The mood on Wall Street is a little positive as things are ever so slightly moving in the right direction in terms of the political standoff between the Democrats and the Republicans with respect to the coronavirus relief package. The Democrats are now calling for a small package, they are seeking a $2.4 trillion package. The Republicans are unlikely to agree to a scheme of that size, but it bodes well for the negotiations that compromises are being made. The durable goods report for August was 0.4%, which was nowhere near the 1.5% growth that economists were predicting. The July reading was revised up to 11.7% from 11.4%. The August metric suggests a big drop off in spending, and that could be a sign the recovery is running out of steam.        

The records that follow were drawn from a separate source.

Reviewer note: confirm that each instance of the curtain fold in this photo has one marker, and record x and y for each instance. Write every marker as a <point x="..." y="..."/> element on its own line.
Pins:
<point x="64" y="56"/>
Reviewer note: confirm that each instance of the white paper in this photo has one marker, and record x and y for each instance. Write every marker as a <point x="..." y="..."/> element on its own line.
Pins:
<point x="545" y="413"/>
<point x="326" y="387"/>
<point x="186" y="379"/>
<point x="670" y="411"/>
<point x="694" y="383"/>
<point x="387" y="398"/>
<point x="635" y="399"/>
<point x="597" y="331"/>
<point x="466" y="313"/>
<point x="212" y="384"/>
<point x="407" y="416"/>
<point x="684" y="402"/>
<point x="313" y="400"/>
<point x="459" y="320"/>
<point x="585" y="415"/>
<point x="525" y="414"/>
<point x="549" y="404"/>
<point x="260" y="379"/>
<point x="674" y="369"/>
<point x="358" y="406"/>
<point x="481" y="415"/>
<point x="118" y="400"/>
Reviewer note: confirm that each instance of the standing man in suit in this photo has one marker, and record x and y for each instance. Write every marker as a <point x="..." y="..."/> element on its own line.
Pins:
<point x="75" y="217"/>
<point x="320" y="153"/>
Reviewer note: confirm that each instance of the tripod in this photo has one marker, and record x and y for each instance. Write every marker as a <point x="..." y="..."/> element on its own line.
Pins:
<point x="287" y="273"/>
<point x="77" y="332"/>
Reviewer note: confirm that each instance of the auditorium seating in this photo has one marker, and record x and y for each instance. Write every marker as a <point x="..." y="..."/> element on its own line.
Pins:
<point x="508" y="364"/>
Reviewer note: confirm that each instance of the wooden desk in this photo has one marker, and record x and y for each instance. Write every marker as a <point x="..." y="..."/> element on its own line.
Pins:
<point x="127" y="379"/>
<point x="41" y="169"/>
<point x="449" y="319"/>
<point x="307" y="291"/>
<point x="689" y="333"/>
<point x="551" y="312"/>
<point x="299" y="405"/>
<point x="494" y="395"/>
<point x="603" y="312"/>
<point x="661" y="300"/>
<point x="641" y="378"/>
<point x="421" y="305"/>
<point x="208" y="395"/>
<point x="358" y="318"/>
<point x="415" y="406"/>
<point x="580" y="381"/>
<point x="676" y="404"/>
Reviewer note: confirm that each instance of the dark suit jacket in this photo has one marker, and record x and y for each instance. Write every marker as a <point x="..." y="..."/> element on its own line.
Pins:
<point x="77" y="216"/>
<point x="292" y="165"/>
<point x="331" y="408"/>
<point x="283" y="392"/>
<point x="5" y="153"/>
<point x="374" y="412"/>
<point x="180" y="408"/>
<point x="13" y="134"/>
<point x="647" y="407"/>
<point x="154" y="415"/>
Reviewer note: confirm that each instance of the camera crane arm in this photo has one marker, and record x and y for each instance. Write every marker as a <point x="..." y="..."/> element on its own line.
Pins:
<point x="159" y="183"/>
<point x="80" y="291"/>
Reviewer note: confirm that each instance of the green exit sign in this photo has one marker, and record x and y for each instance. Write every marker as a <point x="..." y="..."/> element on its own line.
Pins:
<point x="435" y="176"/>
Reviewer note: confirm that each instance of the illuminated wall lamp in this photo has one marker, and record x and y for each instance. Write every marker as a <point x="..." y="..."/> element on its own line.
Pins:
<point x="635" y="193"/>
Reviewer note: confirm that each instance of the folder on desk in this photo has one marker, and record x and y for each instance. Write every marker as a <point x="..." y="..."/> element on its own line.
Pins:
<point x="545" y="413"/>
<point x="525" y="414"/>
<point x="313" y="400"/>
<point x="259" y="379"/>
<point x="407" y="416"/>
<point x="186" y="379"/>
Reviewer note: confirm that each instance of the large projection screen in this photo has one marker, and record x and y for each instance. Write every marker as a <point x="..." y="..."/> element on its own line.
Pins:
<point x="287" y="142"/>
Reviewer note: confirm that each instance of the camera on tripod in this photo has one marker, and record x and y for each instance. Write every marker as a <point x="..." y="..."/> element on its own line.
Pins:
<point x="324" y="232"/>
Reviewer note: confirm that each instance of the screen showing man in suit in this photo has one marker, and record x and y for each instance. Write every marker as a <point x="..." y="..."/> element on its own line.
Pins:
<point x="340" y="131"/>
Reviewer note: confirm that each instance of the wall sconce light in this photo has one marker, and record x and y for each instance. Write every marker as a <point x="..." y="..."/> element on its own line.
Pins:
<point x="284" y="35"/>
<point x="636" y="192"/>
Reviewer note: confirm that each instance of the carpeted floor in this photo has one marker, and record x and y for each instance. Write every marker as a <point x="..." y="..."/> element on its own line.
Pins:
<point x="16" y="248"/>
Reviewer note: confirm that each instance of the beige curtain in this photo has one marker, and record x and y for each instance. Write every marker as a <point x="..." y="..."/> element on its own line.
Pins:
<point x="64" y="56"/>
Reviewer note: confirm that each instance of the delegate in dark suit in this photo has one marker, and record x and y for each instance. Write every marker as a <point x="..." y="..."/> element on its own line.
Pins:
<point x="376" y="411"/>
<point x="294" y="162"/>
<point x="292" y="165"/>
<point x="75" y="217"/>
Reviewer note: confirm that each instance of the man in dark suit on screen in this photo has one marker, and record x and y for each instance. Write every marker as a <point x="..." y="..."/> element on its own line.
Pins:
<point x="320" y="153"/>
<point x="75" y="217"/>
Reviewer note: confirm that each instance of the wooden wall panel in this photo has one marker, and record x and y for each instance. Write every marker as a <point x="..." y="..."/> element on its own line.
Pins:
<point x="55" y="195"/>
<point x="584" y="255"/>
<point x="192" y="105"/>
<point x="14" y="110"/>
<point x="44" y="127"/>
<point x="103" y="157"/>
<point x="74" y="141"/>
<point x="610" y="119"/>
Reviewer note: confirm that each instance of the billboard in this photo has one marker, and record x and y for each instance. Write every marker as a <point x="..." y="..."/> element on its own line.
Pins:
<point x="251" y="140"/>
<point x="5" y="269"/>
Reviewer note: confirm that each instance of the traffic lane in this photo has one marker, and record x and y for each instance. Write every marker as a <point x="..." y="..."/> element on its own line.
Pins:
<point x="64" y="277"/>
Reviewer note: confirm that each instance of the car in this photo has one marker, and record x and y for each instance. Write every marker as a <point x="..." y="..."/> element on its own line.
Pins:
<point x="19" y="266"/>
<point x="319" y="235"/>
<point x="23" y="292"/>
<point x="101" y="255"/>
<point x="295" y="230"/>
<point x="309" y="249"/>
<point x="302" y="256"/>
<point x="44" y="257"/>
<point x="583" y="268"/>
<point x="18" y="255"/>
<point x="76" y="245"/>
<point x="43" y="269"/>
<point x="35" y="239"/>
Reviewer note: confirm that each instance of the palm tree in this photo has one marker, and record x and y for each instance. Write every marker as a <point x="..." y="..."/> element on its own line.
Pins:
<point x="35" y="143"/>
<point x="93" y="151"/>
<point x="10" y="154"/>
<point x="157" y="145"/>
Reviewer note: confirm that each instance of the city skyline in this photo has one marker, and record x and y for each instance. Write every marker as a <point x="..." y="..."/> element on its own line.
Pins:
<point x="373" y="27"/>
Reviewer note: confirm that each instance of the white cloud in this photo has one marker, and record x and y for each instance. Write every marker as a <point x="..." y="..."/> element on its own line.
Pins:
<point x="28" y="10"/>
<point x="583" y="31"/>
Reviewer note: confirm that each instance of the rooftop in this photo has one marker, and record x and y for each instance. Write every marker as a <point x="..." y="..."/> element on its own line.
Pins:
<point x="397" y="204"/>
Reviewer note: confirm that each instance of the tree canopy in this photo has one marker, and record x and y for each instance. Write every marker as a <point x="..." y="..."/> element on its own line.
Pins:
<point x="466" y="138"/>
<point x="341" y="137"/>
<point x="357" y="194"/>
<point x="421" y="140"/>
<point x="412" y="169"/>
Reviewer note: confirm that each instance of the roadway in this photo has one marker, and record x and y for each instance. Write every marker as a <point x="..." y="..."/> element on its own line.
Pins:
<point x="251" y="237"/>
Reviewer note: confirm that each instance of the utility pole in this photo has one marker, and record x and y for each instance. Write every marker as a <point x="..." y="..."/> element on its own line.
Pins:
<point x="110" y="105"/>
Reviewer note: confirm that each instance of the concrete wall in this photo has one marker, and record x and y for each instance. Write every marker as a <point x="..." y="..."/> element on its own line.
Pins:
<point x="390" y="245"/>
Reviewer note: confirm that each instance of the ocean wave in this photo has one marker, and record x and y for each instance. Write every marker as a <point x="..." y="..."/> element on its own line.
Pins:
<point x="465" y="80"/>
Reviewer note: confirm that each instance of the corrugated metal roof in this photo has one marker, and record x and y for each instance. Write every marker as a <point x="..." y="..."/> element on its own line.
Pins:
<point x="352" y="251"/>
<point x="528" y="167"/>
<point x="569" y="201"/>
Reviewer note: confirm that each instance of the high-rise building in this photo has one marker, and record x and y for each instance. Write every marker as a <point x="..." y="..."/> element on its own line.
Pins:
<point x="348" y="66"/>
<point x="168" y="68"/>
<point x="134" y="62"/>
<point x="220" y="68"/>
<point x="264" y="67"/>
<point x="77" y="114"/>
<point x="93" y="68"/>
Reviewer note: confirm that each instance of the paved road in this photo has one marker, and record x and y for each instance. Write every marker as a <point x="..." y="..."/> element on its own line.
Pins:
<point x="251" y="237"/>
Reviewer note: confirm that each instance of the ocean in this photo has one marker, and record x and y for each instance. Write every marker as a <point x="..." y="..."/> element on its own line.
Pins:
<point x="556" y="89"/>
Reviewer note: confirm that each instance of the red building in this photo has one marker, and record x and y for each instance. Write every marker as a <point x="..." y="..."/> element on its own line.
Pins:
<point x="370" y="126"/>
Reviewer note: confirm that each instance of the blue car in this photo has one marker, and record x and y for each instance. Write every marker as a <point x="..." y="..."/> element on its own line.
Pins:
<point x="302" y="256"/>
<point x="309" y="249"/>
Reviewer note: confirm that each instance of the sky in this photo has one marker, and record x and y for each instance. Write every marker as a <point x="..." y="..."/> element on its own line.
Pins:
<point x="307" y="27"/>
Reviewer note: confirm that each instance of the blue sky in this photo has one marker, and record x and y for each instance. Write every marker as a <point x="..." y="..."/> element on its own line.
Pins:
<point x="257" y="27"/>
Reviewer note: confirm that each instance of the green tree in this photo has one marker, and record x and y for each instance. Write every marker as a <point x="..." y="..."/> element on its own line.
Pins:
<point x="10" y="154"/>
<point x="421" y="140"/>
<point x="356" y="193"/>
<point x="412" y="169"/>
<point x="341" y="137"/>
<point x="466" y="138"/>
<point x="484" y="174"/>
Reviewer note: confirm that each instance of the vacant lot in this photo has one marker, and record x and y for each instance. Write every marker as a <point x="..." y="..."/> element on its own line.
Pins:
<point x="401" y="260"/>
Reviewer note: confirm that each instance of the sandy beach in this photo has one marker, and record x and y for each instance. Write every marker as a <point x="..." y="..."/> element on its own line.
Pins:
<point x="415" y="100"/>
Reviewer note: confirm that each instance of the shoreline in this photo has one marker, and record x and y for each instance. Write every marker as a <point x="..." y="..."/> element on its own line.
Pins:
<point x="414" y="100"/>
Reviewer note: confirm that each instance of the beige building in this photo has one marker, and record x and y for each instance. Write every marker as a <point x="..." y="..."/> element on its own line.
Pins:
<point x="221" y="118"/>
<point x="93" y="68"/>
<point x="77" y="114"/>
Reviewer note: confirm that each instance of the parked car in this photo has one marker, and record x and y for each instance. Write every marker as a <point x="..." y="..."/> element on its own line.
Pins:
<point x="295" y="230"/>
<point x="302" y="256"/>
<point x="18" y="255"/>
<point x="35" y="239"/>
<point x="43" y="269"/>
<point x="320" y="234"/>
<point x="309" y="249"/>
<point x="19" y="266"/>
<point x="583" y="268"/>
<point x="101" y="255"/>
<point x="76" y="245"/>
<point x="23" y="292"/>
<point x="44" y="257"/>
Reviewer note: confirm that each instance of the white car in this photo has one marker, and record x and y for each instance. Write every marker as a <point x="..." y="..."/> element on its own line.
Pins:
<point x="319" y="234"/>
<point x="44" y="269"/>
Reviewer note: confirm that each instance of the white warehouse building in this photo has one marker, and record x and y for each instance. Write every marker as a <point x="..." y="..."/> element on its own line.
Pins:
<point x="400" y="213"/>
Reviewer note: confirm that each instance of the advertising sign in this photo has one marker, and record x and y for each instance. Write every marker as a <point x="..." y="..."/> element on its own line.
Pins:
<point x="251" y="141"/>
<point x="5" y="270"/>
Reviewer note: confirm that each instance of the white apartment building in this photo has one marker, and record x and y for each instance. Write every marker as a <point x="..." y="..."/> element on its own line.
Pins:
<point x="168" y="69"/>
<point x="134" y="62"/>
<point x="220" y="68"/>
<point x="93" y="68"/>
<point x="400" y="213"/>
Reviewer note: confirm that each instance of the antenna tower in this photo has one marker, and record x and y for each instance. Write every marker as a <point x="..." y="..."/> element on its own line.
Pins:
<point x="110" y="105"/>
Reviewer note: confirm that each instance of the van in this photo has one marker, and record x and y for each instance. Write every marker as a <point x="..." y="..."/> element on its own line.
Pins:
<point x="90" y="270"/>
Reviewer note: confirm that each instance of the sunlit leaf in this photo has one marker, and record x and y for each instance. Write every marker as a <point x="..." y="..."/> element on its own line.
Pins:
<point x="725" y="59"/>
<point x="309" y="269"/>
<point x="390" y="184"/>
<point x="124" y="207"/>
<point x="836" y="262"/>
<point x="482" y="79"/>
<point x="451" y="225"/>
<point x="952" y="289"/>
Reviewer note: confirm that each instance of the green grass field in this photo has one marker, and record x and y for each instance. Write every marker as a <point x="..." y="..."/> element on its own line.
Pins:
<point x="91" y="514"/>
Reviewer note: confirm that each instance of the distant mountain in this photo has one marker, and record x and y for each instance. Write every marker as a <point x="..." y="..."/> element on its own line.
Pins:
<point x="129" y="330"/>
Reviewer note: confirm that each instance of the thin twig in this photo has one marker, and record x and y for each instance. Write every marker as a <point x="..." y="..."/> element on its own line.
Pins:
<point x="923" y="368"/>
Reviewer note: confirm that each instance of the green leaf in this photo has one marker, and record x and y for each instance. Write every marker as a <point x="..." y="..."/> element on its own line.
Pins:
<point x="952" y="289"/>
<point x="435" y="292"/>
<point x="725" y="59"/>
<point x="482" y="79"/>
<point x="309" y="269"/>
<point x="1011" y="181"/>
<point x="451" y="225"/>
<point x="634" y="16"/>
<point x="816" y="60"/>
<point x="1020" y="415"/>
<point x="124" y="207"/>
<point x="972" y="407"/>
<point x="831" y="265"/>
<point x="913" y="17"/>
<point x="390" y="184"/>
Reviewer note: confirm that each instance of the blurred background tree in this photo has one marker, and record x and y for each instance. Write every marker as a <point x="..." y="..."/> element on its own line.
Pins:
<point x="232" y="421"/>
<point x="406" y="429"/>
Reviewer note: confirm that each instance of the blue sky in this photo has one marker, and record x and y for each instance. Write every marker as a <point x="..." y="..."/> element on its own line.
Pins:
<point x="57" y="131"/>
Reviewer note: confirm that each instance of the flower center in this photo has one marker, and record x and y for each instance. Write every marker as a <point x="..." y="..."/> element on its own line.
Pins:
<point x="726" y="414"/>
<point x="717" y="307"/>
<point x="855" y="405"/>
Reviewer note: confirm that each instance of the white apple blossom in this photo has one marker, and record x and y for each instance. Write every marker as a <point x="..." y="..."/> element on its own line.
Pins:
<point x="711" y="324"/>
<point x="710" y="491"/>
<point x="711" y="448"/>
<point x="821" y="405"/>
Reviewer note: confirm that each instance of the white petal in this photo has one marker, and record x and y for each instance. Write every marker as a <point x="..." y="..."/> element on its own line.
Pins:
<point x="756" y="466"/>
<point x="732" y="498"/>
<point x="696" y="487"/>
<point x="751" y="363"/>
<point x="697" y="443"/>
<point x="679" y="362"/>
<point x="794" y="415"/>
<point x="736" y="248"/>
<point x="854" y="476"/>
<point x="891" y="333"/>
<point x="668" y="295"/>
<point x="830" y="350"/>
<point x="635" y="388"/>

Costco shares are slightly in the red on the back of the fourth quarter numbers that were posted last night. The retailer confirmed that Covid-19 related costs were just over $280 million, and traders latched onto that. The pandemic has been a double-edged sword for Costco as sales have surged, but health and safety expenses increased too. Overall, the group benefitted from the health crisis. Comparable store sales jumped by 11.4%, topping the 7.8% forecast. EPS was $3.04, which easily beat the $2.84 consensus estimate. The stock hit an all-time high at the start of the month so the broader positive trend is still in place.         

FX

The risk-off attitude of traders has driven demand for the US dollar – which hit its highest level in over eight weeks. The US dollar has rallied almost 4% since the start of the month, when it fell to its lowest level in over two years. The greenback has been in decline since May but the fact it has been attracting safe-haven funds recently could suggest it might rebound further.

EUR/USD and GBP/USD are lower because of the positive move in the dollar. UK net public sector borrowing was £35.2 billion last month, which easily undershot the £39.5 billion that economists were expecting. The July reading was revised to £14.72 billion from £25.9 billion, which is a massive revision.

The risk-off sentiment is also evident because of the weakness in the CMC AUD Index and the CMC CAD Index.

Commodities

Gold and silver are in the red because of the continued move higher in the dollar. The inverse relationship between the greenback and the metals has been strong lately. Silver has more industrial uses than gold so the renewed fears in relation to the health crisis have hit silver hard, and in turn that has dragged gold down.

Brent crude and WTI are in the red as health fears and concern for the economy are doing the rounds. The oil market is sensitive to the perceived health of the world economy and there were already signs that the rebound was cooling before the recent jump in new cases of coronavirus in Europe.